Los caballeros se agruparon alrededor de la joven con aire tenso.

—¿Tus órdenes, Mina?

—He de actuar ahora mismo —musitó, pero hablaba para sí misma—. La ceremonia no puede esperar.

—¿A qué distancia están los dragones? —preguntó Galdar al jinete.

El hombre echó un vistazo atemorizado al cielo.

—Venían pisándonos los talones. Me sorprende que no se los vea ya...

—Mina, despacha una orden —dijo el minotauro—. Convoca a los Dragones Rojos y Azules. Muchos de los antiguos subalternos de Malys todavía siguen en las cercanías. ¡Convócalos a la batalla!

—No vendrán —dijo el jinete de dragón.

—¿Por qué no? —lo interrogó la joven volviendo la vista hacia él.

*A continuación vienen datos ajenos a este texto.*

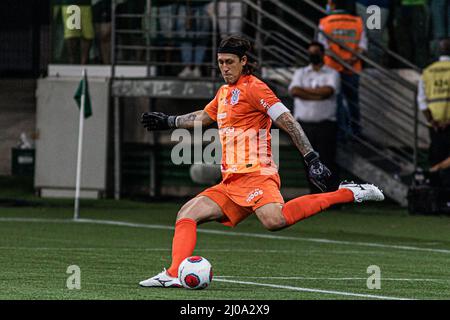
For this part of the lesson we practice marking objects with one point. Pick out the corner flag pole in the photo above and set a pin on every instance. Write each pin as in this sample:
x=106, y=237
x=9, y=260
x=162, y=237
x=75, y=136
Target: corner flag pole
x=76, y=212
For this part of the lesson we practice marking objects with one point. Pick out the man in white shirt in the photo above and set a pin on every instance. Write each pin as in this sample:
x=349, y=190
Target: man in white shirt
x=314, y=89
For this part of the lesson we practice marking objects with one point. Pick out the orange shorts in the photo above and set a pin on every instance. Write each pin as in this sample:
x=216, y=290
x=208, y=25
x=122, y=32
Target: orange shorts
x=241, y=194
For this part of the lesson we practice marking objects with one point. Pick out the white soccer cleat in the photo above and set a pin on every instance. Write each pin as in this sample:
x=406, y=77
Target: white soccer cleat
x=363, y=192
x=161, y=280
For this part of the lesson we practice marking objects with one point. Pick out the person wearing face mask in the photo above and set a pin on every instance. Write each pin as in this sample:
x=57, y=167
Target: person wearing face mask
x=314, y=89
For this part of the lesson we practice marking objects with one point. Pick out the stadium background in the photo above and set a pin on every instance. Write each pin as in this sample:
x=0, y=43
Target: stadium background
x=122, y=161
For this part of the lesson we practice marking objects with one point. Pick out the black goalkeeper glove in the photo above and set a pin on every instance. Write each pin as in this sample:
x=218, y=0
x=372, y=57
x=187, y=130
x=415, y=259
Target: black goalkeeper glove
x=318, y=174
x=157, y=121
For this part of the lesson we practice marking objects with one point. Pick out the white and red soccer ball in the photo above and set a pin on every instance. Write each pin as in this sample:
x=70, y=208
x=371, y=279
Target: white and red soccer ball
x=195, y=273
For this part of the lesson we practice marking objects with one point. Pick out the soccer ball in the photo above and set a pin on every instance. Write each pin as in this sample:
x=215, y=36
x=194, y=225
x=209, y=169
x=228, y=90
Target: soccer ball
x=195, y=273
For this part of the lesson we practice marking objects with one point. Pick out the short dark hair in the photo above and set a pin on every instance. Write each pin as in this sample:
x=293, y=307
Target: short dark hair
x=444, y=47
x=317, y=44
x=240, y=44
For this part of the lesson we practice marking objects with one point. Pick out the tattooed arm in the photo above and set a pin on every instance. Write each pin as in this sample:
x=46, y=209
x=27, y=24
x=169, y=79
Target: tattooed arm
x=287, y=122
x=187, y=121
x=160, y=121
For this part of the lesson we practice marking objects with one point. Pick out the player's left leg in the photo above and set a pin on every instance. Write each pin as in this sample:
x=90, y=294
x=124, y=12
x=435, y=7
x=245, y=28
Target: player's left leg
x=275, y=216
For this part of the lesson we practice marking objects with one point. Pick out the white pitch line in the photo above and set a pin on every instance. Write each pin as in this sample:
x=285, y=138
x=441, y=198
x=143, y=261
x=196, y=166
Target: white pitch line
x=341, y=293
x=332, y=279
x=229, y=233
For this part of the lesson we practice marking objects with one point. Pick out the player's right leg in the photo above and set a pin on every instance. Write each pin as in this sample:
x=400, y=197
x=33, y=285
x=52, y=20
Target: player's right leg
x=195, y=211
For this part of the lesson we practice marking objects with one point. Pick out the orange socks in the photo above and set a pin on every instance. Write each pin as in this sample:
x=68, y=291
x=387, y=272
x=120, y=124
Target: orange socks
x=183, y=243
x=303, y=207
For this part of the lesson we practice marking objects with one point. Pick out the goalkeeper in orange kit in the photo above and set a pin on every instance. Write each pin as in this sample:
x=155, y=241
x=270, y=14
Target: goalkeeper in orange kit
x=244, y=109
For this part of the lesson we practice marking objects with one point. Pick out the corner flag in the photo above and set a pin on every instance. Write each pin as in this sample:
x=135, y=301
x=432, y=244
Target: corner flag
x=84, y=104
x=83, y=89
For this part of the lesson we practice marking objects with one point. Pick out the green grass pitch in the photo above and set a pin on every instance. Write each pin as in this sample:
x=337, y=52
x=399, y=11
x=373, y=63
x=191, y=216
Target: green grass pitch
x=324, y=257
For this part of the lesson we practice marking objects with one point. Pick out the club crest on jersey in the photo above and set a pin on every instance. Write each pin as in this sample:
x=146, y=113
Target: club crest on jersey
x=235, y=96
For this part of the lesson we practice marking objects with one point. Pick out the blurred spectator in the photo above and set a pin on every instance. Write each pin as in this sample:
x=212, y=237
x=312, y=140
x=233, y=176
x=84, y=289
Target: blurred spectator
x=411, y=30
x=348, y=29
x=124, y=7
x=229, y=16
x=57, y=32
x=102, y=22
x=314, y=89
x=193, y=25
x=440, y=22
x=379, y=36
x=434, y=100
x=78, y=41
x=160, y=31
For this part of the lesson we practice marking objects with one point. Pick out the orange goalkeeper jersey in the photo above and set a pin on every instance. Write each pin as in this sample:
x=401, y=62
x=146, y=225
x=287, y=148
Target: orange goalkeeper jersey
x=240, y=110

El hombre señaló con el pulgar hacia atrás, hacia la hembra Azul.

—No lucharán contra los de su propia especie. Tal vez la vieja animosidad reaparezca más adelante, pero no ahora. Estamos solos.

—¿Qué hacemos, Mina? —demandaron sus caballeros con voz enronquecida por el miedo—. ¿Cuáles son tus órdenes?

Mina no contestó. Permaneció callada, con aire abstraído. No los escuchaba; estaba oyendo otra voz.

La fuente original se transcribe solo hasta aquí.